Modern and future readers don’t need to be convinced that technology will improve to magical levels; we’ve seen it happen in our lifetimes, in our children’s. To explain more than absolutely needed is to write for the past, but the dead will not read us.
So I have become pointedly effacing on the subject of gear. I don’t want to say anything not immediately needed for the story to continue. It is enough that a tool acts; the tool itself should be as invisible as a butler, and the action the thing of import.
This is a stylistic choice, a convention, but it is informed by function. What is essential about a phone in a story is its ability to communicate immediately over great distance. When your character is warned about a killer – whether through a message from Hermes, a telegram, a party-line, over a cordless phone or a text with an image, or a newly discovered letter from long ago – the device matters less than the message, and the timing. We don’t care how a phone works, unless your plot has a villainous switchboard operator.

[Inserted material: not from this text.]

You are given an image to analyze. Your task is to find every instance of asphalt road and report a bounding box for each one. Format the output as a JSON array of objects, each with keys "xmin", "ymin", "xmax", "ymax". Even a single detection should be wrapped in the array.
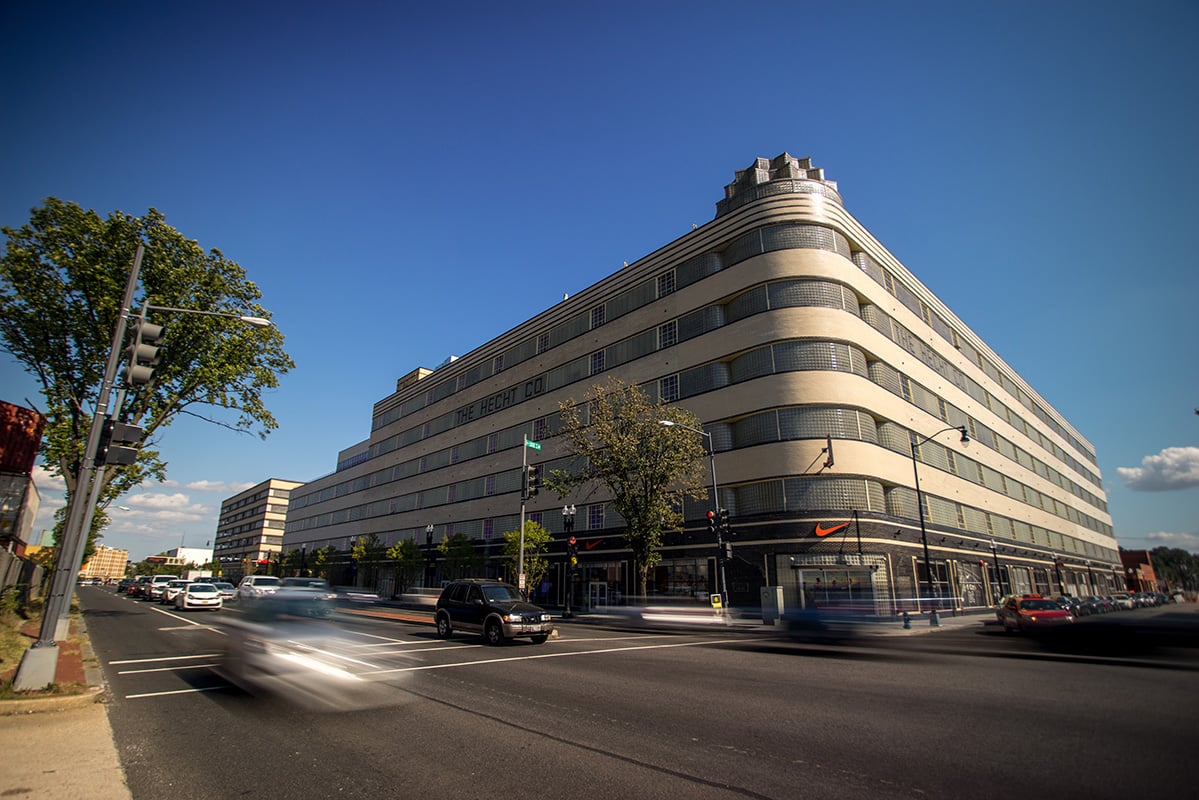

In my last story, my characters wear bracelets, which let them access remote data, take pictures, and display images for personal or group view. I have no interest in explaining further, nor did I write a “bible” in advance thinking through the specifics of the interface. The bracelets just do things, and everyone knows how. The good tool is as invisible as the book we read. What matters what it does. And with a bracelet I didn’t even have the possibility of wasteful putting it in pockets, taking it out of bags. The appeal of technology is its ever-lesser drudgery.
This may be a bit thin for some people. But I think it will get dated far more slowly.